"He says," cried Mabel, bursting in excitedly, "that sixty cents is the regular price in the daytime, but it's forty cents for a night message. It seems kind of mean to wake folks up in the middle of the night just to save twenty cents, doesn't it?"

"Yes," said Bettie. "I couldn't be impolite enough to do that to anybody I like as well as I like Mr. Black. If we haven't money enough to send a daytime message, we mustn't send any."

"Well, we haven't," said Jean. "We've only thirty-five cents."

"And we wouldn't have had that," said Mabel, "if I hadn't remembered that wall paper just in the nick of time."

Strangely enough, not one of the girls thought of the money in the bank. Perhaps it did not occur to them that it would be possible to remove any portion of their precious seven dollars and a half without withdrawing it all; they knew little of business matters. Nor did they think of appealing to their parents for aid at this crisis. Indeed, they were all too dazed by the suddenness and tremendousness of the blow to think very clearly about anything. The sum needed seemed a large one to the girls, who habitually bought a cent's worth of candy at a time from the generous proprietor of the little corner shop. Mabel, the only one with an allowance, was, to her father's way of thinking, a hopeless little spendthrift, already deeply plunged in debt by her unpaid fines for lateness to meals.

The Tucker income did not go round even for the grown-ups, so of course there were few pennies for the Tucker children. Marjory's Aunty Jane had ideas of her own on the subject of spending-money for little girls—Marjory did not suspect that the good but rather austere woman made a weekly pilgrimage to the bank for the purpose of religiously depositing a small sum in her niece's name; and, if she had known it, Marjory would probably have been improvident enough to prefer spot cash in smaller amounts. Only that morning tender-hearted Jean had heard patient Mrs.
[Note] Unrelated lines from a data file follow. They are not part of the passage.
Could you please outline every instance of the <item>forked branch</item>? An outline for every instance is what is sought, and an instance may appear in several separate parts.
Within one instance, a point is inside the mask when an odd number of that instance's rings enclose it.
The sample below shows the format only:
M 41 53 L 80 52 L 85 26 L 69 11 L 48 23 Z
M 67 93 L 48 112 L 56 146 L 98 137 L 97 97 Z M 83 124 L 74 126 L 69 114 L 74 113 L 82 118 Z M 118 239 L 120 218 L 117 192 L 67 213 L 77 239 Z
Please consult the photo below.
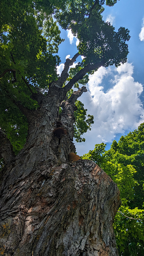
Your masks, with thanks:
M 62 71 L 60 77 L 57 81 L 57 82 L 59 85 L 62 87 L 63 84 L 66 81 L 68 77 L 68 71 L 70 66 L 72 66 L 73 63 L 76 61 L 76 58 L 80 56 L 80 54 L 77 52 L 74 57 L 70 60 L 70 59 L 66 59 L 66 61 L 64 63 L 64 67 Z
M 82 79 L 87 73 L 93 70 L 97 70 L 102 66 L 104 66 L 104 64 L 105 62 L 103 60 L 96 64 L 88 64 L 84 68 L 81 69 L 63 88 L 65 91 L 65 94 L 66 94 L 72 88 L 75 83 L 78 82 L 79 80 Z

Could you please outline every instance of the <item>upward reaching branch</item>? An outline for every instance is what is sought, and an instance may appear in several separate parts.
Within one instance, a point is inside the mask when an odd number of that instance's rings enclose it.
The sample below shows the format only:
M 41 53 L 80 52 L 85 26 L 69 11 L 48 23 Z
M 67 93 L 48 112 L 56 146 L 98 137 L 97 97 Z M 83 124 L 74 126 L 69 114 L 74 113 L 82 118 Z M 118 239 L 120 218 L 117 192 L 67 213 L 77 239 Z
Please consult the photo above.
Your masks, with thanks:
M 70 66 L 72 66 L 73 64 L 76 61 L 76 58 L 80 56 L 80 54 L 78 52 L 76 53 L 74 57 L 70 60 L 70 59 L 66 59 L 66 61 L 64 63 L 64 68 L 61 75 L 57 80 L 57 82 L 59 85 L 61 87 L 62 87 L 64 83 L 66 81 L 68 77 L 68 71 Z

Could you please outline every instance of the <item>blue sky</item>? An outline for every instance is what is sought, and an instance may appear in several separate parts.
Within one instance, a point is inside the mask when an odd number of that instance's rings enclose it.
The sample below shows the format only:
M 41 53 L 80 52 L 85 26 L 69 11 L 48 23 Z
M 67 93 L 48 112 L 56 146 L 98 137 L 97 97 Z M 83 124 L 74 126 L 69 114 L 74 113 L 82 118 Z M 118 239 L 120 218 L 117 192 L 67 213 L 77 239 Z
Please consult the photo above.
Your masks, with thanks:
M 124 64 L 117 68 L 101 67 L 90 75 L 88 92 L 78 99 L 88 109 L 87 114 L 94 117 L 91 130 L 83 135 L 86 142 L 74 141 L 80 156 L 102 142 L 108 149 L 114 140 L 118 142 L 122 135 L 144 122 L 144 1 L 120 0 L 114 6 L 105 7 L 104 20 L 110 22 L 116 31 L 120 26 L 130 30 L 129 53 Z M 61 36 L 65 40 L 58 52 L 61 60 L 58 67 L 59 74 L 66 57 L 72 58 L 77 52 L 78 43 L 70 31 L 62 30 Z

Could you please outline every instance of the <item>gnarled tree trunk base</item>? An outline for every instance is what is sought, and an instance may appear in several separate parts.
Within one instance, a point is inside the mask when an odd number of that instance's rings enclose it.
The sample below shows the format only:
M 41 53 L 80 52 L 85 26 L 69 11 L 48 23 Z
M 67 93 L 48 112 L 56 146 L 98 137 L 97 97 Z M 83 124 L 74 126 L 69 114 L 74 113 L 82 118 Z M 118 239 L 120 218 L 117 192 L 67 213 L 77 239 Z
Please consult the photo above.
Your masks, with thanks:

Mapes lamenting because butter had gone up two cents a pound and because all the bills had seemed larger than those of the preceding month—Jean always took the family bills very much to heart.

The girls sorrowfully concluded that there was nothing left for them to do but to obey Mr. Downing. They had looked forward with dread to giving up the cottage when winter should come, but the idea of losing it in midsummer was a thousand times worse.

"We'll just have to give it up," said grieved little Bettie. "There's nothing else we can do, with Mr. Black away. When I go home tonight I'll write to him and apologize for not being able to keep our promise about the dinner party. That's the hardest thing of all to give up."

"But you don't know his address," objected Jean.

"Yes, I do, because Father wrote to him about some church business this morning, before going away, and gave Dick the letter to mail. Of course Dick forgot all about it and left it on the hall mantelpiece. It's probably there yet, for I'm the only person that ever remembers to mail Father's letters—he forgets them himself most of the time."